13Dès lors, il faut sans doute accepter de perdre l’enfance pour espérer la retrouver. Dans ce paradoxe, on peut sans doute trouver l’écho des écrivains du courant romantique que Benjamin connaissait si bien, en particulier d’un texte de Kleist intitulé « Sur le théâtre de marionnettes ». Il évoque à travers divers récits la perte de la grâce, ce terme étant à comprendre comme coïncidence avec soi-même, unité idéale du corps et de l’esprit. Cette grâce que les marionnettes incarnent si bien (parce que toute leur âme est dans leur mouvement, qu’elle n’est même rien d’autre que leur mouvement), cette grâce que manifestent aussi les animaux et les êtres jeunes, les hommes ne sont que trop prompts à la perdre, sombrant dans une douloureuse conscience de soi, dans un écart irréductible. Or il est vain de vouloir revenir en arrière, explique le danseur qui, dans le texte de Kleist, fait l’apologie des marionnettes : à ceux qui ont goûté le fruit de la connaissance, un archange à l’épée enflammée interdit désormais l’accès du paradis. En revanche, poursuit ce danseur, en progressant toujours plus loin dans la connaissance, en s’éloignant toujours plus de son origine, l’homme peut espérer parcourir la totalité du cycle qui mène de la marionnette à Dieu, et revenir ainsi – par la voie opposée – à la grâce.

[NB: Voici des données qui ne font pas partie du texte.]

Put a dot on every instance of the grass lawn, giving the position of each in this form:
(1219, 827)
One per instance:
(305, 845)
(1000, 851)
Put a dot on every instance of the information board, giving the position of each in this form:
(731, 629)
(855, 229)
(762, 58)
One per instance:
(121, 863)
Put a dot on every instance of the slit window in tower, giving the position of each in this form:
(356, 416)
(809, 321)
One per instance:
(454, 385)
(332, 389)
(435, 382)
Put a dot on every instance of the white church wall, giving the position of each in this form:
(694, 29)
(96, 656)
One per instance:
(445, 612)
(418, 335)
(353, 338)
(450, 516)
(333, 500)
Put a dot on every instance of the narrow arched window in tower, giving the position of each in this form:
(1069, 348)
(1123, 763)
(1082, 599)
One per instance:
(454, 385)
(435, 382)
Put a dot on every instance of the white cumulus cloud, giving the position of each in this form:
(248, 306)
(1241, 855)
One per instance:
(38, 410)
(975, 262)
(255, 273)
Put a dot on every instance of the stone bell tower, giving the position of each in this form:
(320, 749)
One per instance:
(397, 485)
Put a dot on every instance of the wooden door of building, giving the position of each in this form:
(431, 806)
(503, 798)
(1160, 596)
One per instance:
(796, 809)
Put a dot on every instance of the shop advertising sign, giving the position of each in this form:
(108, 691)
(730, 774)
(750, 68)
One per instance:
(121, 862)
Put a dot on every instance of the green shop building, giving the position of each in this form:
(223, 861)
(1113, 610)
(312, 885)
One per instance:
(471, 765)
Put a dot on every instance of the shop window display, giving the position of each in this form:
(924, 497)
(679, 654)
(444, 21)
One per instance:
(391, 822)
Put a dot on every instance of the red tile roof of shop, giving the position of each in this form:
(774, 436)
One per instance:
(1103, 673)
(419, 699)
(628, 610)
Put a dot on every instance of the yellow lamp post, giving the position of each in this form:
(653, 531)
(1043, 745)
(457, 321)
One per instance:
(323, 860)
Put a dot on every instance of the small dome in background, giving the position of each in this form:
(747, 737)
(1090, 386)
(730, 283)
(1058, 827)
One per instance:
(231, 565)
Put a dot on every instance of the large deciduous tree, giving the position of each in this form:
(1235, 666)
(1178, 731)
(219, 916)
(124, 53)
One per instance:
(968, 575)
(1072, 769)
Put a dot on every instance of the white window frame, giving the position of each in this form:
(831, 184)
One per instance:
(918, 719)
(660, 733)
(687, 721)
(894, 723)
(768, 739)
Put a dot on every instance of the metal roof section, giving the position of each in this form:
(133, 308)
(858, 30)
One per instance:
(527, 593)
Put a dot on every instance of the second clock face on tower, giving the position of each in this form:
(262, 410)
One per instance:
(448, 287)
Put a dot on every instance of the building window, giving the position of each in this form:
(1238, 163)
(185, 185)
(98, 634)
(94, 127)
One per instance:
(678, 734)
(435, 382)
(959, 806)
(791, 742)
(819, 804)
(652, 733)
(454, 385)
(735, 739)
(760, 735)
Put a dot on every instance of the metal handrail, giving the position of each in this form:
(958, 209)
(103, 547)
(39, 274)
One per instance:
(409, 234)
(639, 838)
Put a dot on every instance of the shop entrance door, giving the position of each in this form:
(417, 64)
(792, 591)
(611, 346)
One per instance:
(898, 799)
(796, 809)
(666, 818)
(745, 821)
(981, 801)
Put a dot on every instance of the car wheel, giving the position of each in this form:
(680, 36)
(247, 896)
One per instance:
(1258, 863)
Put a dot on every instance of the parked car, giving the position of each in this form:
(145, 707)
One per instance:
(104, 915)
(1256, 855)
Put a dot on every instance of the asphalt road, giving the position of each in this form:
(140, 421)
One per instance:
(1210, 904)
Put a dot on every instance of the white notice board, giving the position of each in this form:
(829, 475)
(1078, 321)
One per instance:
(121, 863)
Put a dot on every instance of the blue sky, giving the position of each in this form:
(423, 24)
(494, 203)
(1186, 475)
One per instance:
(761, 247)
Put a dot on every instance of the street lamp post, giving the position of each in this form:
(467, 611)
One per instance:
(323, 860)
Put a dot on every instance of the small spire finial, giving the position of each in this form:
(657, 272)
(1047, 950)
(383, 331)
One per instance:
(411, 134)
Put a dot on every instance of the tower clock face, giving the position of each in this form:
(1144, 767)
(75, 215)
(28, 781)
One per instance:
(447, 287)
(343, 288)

14La même conception cyclique marque les théories de la langue développées par Novalis ou par Friedrich et August Wilhelm von Schlegel : à leurs yeux, les langues humaines se sont éloignées de leur origine divine, que le poète doit s’efforcer de retrouver, non pas en revenant en arrière (espoir vain et stérile) mais en développant toujours plus la conscience de la langue – idée que l’on retrouve fortement dans « La tâche du traducteur » de Benjamin15. L’écrivain, le traducteur, la langue même, doivent accepter de s’éloigner toujours plus de leur origine, emprunter une voie paradoxale pour espérer la retrouver. C’est sans doute ainsi qu’il faut envisager ce qu’entreprend Benjamin dans Enfance berlinoise vers 1900 : il ne s’agit en aucun cas de revenir en arrière, de faire oublier l’adulte dans la résurrection de l’enfant. Au contraire, seule une lucidité extrême, un esprit critique aiguisé, permettront peut-être, au terme du cycle, de retrouver la plénitude et la virginité de l’enfance.